Feedforward must also be held apart from foreseeing_prediction, with which it is merged because feedforward contains a predictive model and is sometimes loosely called "predicting ahead." The structural difference is that prediction is the model and feedforward is the placement of that model. A forecast, however accurate, is not feedforward unless it is positioned upstream of an irrevocable commitment where it can still alter the action. An impact assessment delivered after the resources are spent, a preview rendered after the click resolves, a weather forecast no one acts on — these are predictions without feedforward, because the action could no longer change when the prediction arrived. Conversely, feedforward's value is gated not on the prediction's mere existence but on two structural facts the bare concept of prediction does not carry: that the model sits before commitment, and that an accuracy threshold is met (an inaccurate forward model injects systematic bias the feedback loop must then fight, making it worse than no feedforward at all). The practical consequence is that "is the prediction good?" is the wrong first question; the right ones are "can the action still change when the prediction arrives?" and "does acting on this model beat not correcting?" Confusing prediction with feedforward leads to producing accurate consequence-models that land too late to matter, or trusting a forward model that is too biased to help.
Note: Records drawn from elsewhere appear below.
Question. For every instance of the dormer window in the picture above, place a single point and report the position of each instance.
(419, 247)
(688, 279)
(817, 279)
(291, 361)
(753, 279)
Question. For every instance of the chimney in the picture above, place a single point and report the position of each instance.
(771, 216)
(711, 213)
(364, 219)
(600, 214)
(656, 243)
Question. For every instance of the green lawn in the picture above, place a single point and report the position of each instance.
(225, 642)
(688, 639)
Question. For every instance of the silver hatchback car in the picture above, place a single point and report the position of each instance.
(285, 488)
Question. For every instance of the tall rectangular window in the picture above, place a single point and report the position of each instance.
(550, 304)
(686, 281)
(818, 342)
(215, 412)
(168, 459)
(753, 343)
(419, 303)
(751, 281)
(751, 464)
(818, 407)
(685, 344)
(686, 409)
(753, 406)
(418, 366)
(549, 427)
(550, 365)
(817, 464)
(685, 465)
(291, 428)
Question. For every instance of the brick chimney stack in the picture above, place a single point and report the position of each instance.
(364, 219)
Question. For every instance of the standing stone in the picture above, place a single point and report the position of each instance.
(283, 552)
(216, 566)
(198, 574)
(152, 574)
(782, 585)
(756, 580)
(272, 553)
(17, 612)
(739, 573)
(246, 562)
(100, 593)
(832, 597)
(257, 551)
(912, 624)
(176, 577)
These distinctions matter because each frame points at a different lever. If the problem is reactive correction, tune the feedback loop. If it is anticipatory correction, place a validated model upstream — and confirm both that the action can still change when it fires and that the model beats no correction. Collapsing feedforward into feedback chases speed where placement was needed; collapsing it into prediction produces forecasts that arrive too late to alter the action they were meant to guide.
Solution Archetypes¶
No catalogued solution archetypes reference this prime yet.